Years worth of runway is not the norm. Having your choice of senior engineers to hire right away is not the norm. Most startups exist as sinking ships.

It sounds like you lucked in to a company that raised a shitload early on and so had the luxury to make these decisions.




> Your points are incredibly divorced from the reality most face. > It sounds like you lucked in to a company that raised a shitload early on and so had the luxury to make these decisions.

I worked for a string of them early on in my career. I was miserable and worried that I'd never get anywhere better because of the scarlet letter of working at a failed company (and several of them) would be my first impression. Rather than blaming it on luck, I resolved to figure out where I went wrong and how I could avoid it in the future.

While you cannot remove the element of timing and large scale market events outside of your control, startups are about making (and learning to make) calculated risks. Mediocre startup operators love this kind of argument (so and so can do things because they raised more money than us because they're lucky not because they executed better) because it lets them escape the consequences of their own unforced errors and ineffective execution. You won't hear this argument from effective operators because it would get laughed out of the room. They know that they have to operate proactively, not reactively from (and even before) their first fundraising event.

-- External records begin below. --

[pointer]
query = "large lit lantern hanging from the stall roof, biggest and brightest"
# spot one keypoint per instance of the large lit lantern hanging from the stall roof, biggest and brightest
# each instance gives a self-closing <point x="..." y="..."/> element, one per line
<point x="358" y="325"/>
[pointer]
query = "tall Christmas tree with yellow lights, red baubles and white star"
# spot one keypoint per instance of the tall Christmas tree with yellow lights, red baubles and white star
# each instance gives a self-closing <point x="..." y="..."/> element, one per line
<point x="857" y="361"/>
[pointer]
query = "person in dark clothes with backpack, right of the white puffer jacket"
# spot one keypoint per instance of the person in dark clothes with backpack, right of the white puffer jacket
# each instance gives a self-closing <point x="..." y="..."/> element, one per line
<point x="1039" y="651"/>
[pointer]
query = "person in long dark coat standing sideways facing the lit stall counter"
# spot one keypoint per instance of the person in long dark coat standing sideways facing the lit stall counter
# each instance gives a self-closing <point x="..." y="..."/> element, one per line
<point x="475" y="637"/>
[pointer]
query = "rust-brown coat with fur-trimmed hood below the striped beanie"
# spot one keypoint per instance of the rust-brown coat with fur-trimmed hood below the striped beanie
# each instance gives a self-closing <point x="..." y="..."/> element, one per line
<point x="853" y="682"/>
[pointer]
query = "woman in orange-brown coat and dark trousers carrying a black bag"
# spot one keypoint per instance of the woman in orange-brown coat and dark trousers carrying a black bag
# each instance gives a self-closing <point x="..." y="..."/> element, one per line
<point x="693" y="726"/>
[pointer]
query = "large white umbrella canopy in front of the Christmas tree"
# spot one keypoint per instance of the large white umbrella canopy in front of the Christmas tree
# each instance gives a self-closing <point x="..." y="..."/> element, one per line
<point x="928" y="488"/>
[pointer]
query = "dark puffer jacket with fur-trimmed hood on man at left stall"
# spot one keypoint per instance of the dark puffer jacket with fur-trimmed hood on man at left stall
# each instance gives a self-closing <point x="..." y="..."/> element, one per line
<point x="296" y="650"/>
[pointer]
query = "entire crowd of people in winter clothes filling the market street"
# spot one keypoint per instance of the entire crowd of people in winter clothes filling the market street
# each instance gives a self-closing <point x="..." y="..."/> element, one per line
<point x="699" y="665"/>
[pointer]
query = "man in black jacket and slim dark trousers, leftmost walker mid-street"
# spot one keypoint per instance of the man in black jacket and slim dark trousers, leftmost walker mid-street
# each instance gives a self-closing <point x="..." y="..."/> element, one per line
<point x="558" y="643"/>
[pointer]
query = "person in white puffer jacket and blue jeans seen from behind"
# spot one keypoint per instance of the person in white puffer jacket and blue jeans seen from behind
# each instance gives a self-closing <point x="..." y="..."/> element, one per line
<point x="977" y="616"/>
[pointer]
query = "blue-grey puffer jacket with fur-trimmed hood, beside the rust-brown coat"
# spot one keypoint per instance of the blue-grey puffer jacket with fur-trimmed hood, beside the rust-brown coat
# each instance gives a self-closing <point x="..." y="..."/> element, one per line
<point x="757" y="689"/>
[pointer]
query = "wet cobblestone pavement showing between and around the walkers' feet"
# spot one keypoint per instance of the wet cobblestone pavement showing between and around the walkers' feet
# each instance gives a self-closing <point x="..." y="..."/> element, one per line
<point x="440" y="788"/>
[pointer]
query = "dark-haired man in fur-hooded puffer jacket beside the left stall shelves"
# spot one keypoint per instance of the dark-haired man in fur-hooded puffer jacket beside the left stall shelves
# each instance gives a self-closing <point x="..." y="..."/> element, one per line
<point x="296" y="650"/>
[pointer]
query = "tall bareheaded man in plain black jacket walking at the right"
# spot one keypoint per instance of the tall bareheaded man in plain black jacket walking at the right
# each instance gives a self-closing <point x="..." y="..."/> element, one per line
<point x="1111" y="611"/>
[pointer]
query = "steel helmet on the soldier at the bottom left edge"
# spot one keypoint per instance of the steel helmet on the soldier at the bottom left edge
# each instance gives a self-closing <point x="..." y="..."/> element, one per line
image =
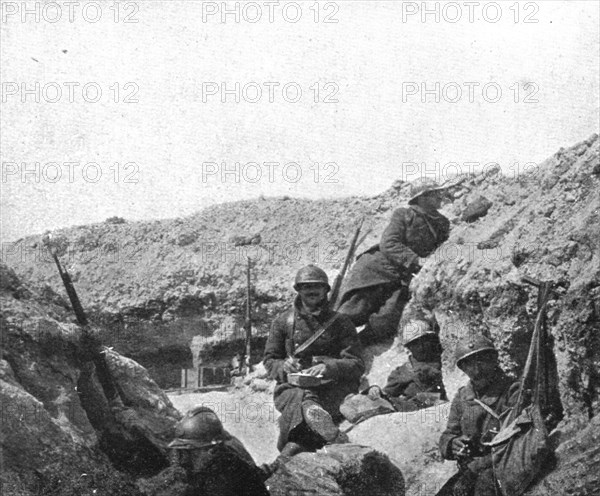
<point x="200" y="427"/>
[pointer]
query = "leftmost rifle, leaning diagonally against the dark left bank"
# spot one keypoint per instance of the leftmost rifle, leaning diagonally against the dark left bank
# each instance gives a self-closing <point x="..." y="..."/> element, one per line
<point x="90" y="343"/>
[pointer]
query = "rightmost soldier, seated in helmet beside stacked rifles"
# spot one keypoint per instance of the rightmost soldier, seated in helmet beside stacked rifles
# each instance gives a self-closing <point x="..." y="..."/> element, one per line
<point x="470" y="422"/>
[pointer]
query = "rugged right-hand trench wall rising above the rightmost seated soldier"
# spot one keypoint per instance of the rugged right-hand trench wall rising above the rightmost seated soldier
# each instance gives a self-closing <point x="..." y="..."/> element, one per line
<point x="546" y="226"/>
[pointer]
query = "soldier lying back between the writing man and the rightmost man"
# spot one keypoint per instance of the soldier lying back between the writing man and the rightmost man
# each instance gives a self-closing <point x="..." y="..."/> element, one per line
<point x="418" y="383"/>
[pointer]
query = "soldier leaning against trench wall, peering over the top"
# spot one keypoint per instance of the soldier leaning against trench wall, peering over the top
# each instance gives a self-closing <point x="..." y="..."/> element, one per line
<point x="377" y="288"/>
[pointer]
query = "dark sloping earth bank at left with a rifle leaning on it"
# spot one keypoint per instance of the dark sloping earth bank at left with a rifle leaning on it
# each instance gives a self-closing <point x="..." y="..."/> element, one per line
<point x="60" y="435"/>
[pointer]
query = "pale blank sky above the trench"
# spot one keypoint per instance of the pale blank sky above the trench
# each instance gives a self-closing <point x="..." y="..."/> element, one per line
<point x="157" y="109"/>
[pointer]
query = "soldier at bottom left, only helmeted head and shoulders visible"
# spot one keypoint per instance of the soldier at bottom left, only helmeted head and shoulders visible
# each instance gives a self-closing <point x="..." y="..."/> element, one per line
<point x="214" y="461"/>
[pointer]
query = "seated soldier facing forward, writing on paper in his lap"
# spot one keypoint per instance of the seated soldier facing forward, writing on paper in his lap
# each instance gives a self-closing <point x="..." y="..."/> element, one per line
<point x="309" y="415"/>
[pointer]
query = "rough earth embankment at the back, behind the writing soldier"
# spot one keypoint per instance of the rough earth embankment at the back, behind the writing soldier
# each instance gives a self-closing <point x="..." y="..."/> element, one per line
<point x="174" y="280"/>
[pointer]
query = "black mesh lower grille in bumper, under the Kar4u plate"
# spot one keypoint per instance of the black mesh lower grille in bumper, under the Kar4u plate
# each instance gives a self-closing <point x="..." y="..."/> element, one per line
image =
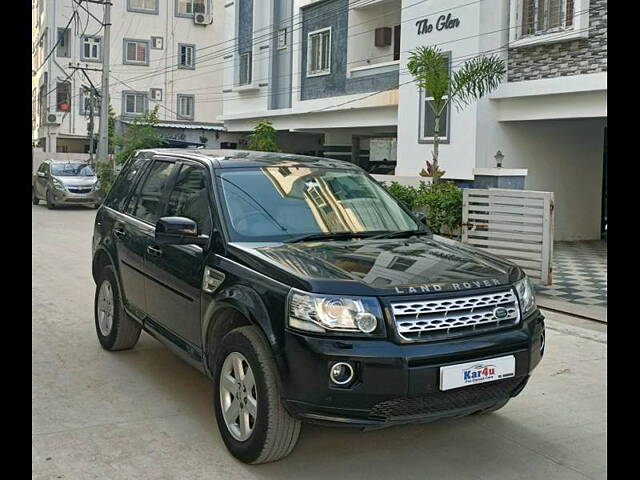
<point x="438" y="402"/>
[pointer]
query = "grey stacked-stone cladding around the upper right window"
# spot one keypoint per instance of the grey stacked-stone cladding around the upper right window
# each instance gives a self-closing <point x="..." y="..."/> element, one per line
<point x="562" y="59"/>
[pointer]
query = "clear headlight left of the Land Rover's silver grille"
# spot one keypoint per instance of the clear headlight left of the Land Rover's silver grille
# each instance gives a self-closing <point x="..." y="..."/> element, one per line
<point x="322" y="313"/>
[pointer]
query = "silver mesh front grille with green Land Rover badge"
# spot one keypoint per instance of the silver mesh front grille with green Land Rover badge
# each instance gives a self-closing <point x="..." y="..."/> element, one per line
<point x="426" y="320"/>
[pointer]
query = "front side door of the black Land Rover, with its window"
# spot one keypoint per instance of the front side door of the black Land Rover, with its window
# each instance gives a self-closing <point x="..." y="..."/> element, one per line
<point x="174" y="272"/>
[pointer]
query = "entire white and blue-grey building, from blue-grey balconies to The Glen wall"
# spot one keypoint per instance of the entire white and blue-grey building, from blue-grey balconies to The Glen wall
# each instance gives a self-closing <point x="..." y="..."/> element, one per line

The most well run companies have a tendency to create exponentially more, not less, expansion and subsequent job opportunities. My advice is don't work for a risky early stage company until you learn what success looks like somewhere bigger. At an early stage startup that's on the right track, you'll see a lot of the same things just in a smaller org. But it's hard to know what you should require unless you've at least seen what it looks like to work at a well oiled machine. Folks that tell you otherwise are either ignorant or willfully trying to pull the wool over your eyes.